Fulfilling customer demand during a period of increasing prices is always a challenge but especially so when many materials are in short supply. From timber to plasterboard, specifiers have had to become accustomed to longer lead times on a variety of everyday construction items this year and with record shipping costs persisting and a shortage of HGV drivers internationally, this situation looks likely to persist over the coming months.

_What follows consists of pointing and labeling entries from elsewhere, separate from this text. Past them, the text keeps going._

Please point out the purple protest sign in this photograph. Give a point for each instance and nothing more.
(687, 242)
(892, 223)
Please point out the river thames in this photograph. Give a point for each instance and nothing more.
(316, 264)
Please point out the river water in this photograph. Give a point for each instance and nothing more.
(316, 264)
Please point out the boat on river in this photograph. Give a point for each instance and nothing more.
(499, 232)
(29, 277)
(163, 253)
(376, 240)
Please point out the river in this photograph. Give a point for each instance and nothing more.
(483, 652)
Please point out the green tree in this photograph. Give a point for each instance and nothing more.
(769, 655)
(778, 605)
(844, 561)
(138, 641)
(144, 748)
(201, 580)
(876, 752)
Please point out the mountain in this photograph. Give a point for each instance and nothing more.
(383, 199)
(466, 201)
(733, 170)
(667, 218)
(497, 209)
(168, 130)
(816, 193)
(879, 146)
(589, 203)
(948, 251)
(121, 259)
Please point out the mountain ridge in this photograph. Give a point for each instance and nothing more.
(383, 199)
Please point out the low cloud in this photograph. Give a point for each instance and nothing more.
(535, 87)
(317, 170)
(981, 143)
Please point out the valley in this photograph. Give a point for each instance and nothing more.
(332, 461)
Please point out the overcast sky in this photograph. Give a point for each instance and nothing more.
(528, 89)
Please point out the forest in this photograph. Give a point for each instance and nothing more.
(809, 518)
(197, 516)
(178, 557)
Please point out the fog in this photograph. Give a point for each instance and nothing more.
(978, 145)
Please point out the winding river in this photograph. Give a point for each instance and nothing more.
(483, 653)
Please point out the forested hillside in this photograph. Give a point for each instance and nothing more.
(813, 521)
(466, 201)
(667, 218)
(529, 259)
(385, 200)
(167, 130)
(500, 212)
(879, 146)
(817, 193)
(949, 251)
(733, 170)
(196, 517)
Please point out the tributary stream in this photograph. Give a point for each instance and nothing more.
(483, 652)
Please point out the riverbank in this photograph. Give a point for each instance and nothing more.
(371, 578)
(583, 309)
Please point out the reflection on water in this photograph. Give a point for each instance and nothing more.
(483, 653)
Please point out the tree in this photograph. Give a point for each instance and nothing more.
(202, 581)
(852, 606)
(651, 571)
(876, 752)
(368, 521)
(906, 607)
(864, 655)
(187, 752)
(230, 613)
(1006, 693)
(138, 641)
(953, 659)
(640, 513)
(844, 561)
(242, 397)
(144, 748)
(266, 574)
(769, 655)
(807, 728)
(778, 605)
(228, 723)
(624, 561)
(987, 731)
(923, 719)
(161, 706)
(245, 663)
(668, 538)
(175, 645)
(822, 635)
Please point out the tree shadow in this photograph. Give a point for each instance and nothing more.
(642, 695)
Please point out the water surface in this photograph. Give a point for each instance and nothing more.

Comprehensive, fully digital access to historic customer buying patterns will help merchants and distributors / manufacturers make far more educated decisions about likely future stocking requirements and spot where the biggest pain points are likely to occur, and what alternative products customers might be interested in.
Technology provision has been essential in helping businesses to mitigate these issues, especially from a business development perspective where sales enablement software has helped teams to keep a strong grip on customer relationships.
With supply and demand variables in such a state of flux right now, the importance of forecasting has taken on an added dimension.
All too often building products sales are conducted on a ‘here and now’ transactional basis with less thought given to longer-term customer requirements and how these might be accommodated.
In today’s market, this could mean key customers going elsewhere potentially for good – if your business is unable to meet their future order demands.
Fractured supply chains are still recovering from the impact of the pandemic, so working collaboratively with customers to understand and plan for likely future demand is an absolute must.
By reviewing customer purchasing patterns quickly and easily, sales representatives can better advise their customers about likely future demand and plan to accommodate their needs for the longer term.
There will of course be winners and losers across the sector as the fallout from the pandemic continues, but for those at the forefront of technological adoption, the future rewards as the sector builds back to normal volumes promise to be considerable.